Flaming Lips reinvigorated in “Oczy Mlody”

Photo courtesy of the Flaming Lips

The experimental rock group the Flaming Lips released their new album “Oczy Mlody” on Jan. 13, their first solo release since 2013.

When asked how the group decided on the name of the album, Wayne Coyne, the lead vocalist and songwriter for the band, explained that the phrase was chosen solely for its sound. Though “Oczy Mlody” is Polish for “eyes of the young,” Coyne insisted that the group did not even know the translation of the words at first. Whether chosen incidentally or intentionally, the name is a perfect fit for the new album.

In contrast to Flaming Lips’ previous albums, which are largely dark space operas dealing with complex and serious themes of love and loss, “Oczy Mlody” is a full thematic and stylistic embrace of youth culture. A further departure from their earlier work, the new album is not a rejection of the mainstream; instead, it fuses the mainstream with the alternative. In fact, the album feels more like the work of an emerging indie-pop group, not a band formed in 1983.

The titular opening track sets the tone of the album as a whole.
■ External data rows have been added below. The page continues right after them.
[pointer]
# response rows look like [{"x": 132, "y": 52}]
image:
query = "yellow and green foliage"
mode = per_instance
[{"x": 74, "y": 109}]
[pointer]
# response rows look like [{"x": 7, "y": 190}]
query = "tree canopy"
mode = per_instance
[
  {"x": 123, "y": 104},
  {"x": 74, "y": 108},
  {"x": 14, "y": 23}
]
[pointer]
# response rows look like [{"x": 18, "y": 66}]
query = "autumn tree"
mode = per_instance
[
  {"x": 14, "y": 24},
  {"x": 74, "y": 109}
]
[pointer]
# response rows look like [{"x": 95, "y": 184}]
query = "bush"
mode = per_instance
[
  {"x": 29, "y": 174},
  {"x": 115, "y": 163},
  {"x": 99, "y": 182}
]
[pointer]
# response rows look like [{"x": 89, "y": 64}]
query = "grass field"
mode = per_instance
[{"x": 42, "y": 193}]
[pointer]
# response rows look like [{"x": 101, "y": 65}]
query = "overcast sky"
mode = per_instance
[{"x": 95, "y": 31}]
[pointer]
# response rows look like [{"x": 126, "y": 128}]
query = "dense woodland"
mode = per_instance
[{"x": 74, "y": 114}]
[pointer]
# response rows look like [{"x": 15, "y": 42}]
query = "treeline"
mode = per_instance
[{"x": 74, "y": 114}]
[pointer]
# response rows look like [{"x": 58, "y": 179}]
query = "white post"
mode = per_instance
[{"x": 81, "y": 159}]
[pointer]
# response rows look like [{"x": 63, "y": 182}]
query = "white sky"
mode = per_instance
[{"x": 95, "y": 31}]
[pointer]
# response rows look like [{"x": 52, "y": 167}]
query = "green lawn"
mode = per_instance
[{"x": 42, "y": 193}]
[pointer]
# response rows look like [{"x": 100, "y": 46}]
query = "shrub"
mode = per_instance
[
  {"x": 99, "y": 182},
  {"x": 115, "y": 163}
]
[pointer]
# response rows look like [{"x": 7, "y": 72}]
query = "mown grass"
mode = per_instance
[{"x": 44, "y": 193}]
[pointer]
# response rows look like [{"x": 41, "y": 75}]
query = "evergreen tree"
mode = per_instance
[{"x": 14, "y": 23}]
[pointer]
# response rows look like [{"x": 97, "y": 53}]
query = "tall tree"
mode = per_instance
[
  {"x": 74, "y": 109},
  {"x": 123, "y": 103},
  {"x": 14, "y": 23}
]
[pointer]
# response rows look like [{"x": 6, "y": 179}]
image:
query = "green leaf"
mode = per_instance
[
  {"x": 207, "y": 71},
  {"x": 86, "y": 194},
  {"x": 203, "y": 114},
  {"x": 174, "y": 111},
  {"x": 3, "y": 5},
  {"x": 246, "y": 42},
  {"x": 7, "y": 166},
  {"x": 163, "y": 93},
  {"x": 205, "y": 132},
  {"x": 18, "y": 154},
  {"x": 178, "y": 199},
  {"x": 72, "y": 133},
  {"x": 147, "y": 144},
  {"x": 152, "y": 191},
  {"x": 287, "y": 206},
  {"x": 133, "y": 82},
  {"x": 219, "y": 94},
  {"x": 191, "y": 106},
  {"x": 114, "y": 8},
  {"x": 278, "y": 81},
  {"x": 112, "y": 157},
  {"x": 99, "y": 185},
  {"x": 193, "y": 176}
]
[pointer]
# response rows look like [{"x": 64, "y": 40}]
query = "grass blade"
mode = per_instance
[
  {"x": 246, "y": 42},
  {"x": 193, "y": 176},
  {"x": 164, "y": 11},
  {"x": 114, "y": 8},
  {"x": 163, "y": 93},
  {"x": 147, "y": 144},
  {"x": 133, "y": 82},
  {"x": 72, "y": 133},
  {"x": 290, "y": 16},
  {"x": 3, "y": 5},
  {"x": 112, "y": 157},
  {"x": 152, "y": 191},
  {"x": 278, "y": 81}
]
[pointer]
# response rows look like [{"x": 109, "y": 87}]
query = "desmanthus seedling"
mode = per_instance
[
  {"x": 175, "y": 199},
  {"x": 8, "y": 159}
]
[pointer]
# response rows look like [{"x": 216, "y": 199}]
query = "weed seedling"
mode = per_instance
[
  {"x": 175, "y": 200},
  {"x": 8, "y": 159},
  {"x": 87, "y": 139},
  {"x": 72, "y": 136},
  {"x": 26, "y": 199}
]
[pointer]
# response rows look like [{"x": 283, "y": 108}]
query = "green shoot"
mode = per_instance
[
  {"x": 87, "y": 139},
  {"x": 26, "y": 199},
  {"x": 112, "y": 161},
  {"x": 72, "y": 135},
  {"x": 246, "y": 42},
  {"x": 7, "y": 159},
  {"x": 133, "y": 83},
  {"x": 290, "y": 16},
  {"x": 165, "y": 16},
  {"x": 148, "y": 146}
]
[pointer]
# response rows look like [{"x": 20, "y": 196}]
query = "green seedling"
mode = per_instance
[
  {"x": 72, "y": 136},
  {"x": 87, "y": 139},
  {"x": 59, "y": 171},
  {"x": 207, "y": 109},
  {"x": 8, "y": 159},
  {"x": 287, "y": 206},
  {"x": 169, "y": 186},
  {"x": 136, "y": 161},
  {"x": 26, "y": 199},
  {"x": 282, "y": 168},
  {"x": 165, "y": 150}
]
The complex electronic instrumental reminds one of the simple, ultra-modern house tracks played in malls, but a level of complexity elevates it. While the songs may sound similar to background music, they contain many overlapping layers and such musical complexity that they refuse to fade into the background. This album is background music for the foreground.

Many of the songs feel like dance music, but they would be impossible to actually dance to. The songs themselves would simply be too distracting, and this duality is key to the style of “Oczy Mlody.” On the album, the Flaming Lips are unpretentious, unassuming and understated, yet each and every track strikes the listener with intense depth and complexity.

The third track, “There Should Be Unicorns,” offers an image of a magical and fantastic future, a nihilistic world full of unicorns, “motorcycle stunts that always crash” and in which no one needs to answer for their actions. The song is, perhaps, a child’s idea of adulthood: a beautiful world of freedom and lawlessness.

At the same time, however, the song is infused with adult references to sex and drugs and is permeated by expletives. If the song were written as a hypothetical, it would be a child’s grievances about growing up and finding a world that differs greatly from the one he expected. Coyne does not, however, write the song as a hypothetical. Therefore, he seems to continue to cling to childish hope for an ideal world.

Much of the album wrestles with this theme: Coyne seems to be trying to find a way to accommodate youthful naïveté and enthusiasm with an adult reality.

Coyne and his band cement this orientation of the album around youth and its integration with or replacement by adulthood in “How??,” a track which treats the classic rock ’n’ roll notion of everlasting youth with both reverence and irony.

In his version of Pete Townshend’s iconic line — “I hope I die before I get old” — Coyne asks, “Are you with us, or are you burnin’ out?” In the next line, however, Coyne juxtaposes this idea with a call to “kill your rock ’n’ roll … sound,” shifting to the role of the aging older generation.

“How??” is not a statement about the direction that Coyne and his group are taking but rather an expression of the frustration and confusion of the aging Peter Pan. Coyne sums this struggle up in his desperate cry, “I tried to tell you, but I don’t know how.” He repeats this line throughout the song, and the sentiment reverberates through the entire album.

Viewed through the lens of the conflict between an adult reality and a desire to embrace youth, “Oczy Mlody” appears to be influenced by the Flaming Lips’ recent collaboration with Miley Cyrus on her experimental album “Miley Cyrus and Her Dead Petz.” On that album, Cyrus abandons her teen pop image and attempts to find a balance between her beloved youth culture and the musical maturity of the progressive rock movements of the past.

To accomplish this balance, Cyrus used the influence of the Flaming Lips to become more serious and experimental. In a reciprocal twist, the collaboration had the opposite effect on Wayne Coyne and his band. The group has discovered its youth again and, in the process, taken a new artistic approach.

Listening to the Flaming Lips’ album is not merely taking in a series of songs but rather experiencing the reinvigoration of an aging band in real time.

This constant musical innovation is what has made the Flaming Lips so well-respected, and “Oczy Mlody” is no exception to the group’s long tradition of excellence. The Flaming Lips have reinvented themselves again, and the album with which they have done it may well be the best of their career.